Authors: Michaela Garland*,
Topics: Coastal and Marine
Keywords: Marine spatial plan, stakeholder engagement, Blue Economy, Long Island Sound
Session Type: Paper
Start / End Time: 2:25 PM / 3:40 PM
Room: Capitol, Sheraton, IM Pei Tower, Terrace Level
Presentation File: No File Uploaded
Within the last 20 years, marine spatial planning efforts have increased around the world. Initially, marine spatial planning was associated with establishing marine protected areas (i.e., the Great Barrier Reef Marine Park). It was only until recently that more attention has been placed on managing the multiple uses of the marine environment for sustainable development to take place as the Blue Economy concept and paradigm continues to gain popularity. In 2015, Public Act 15-66, An Act Concerning a Long Island Sound Blue Plan and Resource and Use Inventory, was initiated by the Connecticut state legislature. Recognizing that Long Island Sound is critical for Connecticut’s economy and fearful of the next unwanted offshore development, Connecticut needed a comprehensive plan that would better organize the analysis of, and response to, proposals for offshore developments. Marine spatial planning is considered to play a significant role in promoting, implementing, and developing Blue Economy sectors, and if developed and implemented correctly, the Blue Plan offers a potential opportunity for a sustainable Blue Economy to take place in Long Island Sound.

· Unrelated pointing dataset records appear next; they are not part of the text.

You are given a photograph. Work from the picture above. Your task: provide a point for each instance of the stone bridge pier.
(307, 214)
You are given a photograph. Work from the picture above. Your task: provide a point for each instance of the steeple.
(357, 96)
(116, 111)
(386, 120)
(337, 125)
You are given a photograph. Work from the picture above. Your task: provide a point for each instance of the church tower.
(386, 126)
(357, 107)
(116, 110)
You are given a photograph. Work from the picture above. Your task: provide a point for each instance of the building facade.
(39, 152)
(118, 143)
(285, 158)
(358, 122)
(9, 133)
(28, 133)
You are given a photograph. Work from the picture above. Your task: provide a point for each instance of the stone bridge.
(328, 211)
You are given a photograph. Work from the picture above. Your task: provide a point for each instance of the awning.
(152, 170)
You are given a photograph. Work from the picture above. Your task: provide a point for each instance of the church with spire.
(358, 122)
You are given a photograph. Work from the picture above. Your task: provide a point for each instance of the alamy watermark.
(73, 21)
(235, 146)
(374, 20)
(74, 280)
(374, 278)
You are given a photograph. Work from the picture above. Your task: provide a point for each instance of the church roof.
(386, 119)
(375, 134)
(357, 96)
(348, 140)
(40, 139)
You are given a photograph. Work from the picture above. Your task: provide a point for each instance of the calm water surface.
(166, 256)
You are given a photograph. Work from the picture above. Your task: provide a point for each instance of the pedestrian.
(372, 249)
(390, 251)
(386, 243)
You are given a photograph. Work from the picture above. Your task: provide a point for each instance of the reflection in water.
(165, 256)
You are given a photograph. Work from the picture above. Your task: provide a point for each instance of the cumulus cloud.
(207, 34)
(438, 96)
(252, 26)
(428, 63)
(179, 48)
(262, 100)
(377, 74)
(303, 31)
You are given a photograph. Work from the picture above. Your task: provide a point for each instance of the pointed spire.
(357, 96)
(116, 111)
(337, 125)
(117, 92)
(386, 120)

Therefore, in recognizing the importance of stakeholder engagement in marine spatial planning efforts and in drawing on my role as a participant-observer in the development of the plan, on dialogue with the public during the public review period of the plan, and on an analysis of the public documents made available, I examine if the current planning mechanisms are appropriate for developing a just and sustainable Blue Economy in Long Island Sound.